About

This page showcases the work of Ansgar Wolsing for the TidyTuesday challenge. Thanks to him for accepting sharing his work here!

The charts is representing a ridgeline plot with an inside plot for the legend and annotations. The data are about the rent prices in San Francisco and the keywords they are related to.

Load packages

First, we need to load a few packages that will be used to create the chart.

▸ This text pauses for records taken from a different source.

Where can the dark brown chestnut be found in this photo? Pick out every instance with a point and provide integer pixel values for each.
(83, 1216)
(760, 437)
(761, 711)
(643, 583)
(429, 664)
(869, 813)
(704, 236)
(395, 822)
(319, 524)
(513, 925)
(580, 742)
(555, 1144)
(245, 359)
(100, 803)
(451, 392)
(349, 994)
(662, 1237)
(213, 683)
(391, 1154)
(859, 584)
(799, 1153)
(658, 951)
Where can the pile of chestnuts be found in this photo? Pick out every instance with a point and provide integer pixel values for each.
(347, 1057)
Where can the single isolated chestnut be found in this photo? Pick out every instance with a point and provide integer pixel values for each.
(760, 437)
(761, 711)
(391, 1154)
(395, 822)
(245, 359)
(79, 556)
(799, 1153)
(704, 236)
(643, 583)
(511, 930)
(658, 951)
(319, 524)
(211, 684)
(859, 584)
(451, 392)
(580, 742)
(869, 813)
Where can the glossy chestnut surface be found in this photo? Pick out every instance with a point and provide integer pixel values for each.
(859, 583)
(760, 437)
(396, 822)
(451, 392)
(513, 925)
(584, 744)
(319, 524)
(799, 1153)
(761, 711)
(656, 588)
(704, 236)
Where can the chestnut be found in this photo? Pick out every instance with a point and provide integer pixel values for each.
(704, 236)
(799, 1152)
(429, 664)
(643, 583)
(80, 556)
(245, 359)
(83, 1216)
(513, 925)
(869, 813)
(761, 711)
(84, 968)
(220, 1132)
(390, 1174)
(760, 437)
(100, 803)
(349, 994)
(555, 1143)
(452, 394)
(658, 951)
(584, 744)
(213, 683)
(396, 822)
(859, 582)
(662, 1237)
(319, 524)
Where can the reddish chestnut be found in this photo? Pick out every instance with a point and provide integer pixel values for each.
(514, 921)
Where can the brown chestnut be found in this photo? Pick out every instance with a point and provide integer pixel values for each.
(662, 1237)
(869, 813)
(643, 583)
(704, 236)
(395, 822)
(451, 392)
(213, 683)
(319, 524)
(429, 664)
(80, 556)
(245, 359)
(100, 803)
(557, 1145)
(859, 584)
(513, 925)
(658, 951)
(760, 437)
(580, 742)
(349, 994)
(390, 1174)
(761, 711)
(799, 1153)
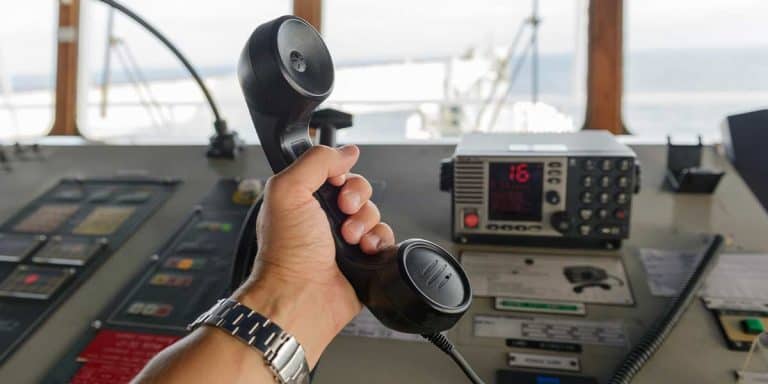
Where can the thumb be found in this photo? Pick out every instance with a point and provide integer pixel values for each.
(315, 166)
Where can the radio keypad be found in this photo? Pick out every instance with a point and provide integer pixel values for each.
(602, 196)
(622, 182)
(625, 165)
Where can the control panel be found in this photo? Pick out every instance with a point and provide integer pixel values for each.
(572, 188)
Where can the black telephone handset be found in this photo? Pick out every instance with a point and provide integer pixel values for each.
(286, 71)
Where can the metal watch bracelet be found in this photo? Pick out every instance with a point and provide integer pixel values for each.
(282, 352)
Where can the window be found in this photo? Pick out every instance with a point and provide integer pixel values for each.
(27, 69)
(425, 69)
(408, 70)
(690, 63)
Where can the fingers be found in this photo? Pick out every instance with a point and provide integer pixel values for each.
(355, 192)
(378, 237)
(314, 167)
(360, 223)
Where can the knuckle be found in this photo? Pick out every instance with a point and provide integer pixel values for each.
(280, 184)
(321, 151)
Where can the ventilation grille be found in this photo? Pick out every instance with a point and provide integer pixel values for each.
(468, 182)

Remember that you can install those packages by running install.packages("package_name") in your R console.

library(tidyverse)
library(ggtext)
library(ggdist)
library(glue)
library(patchwork)

Load and prepare the dataset

For this post, we need 3 datasets: rent, rent_title_words and df_plot.

The df_plot is actually the main one, and others are used for annotations purposes.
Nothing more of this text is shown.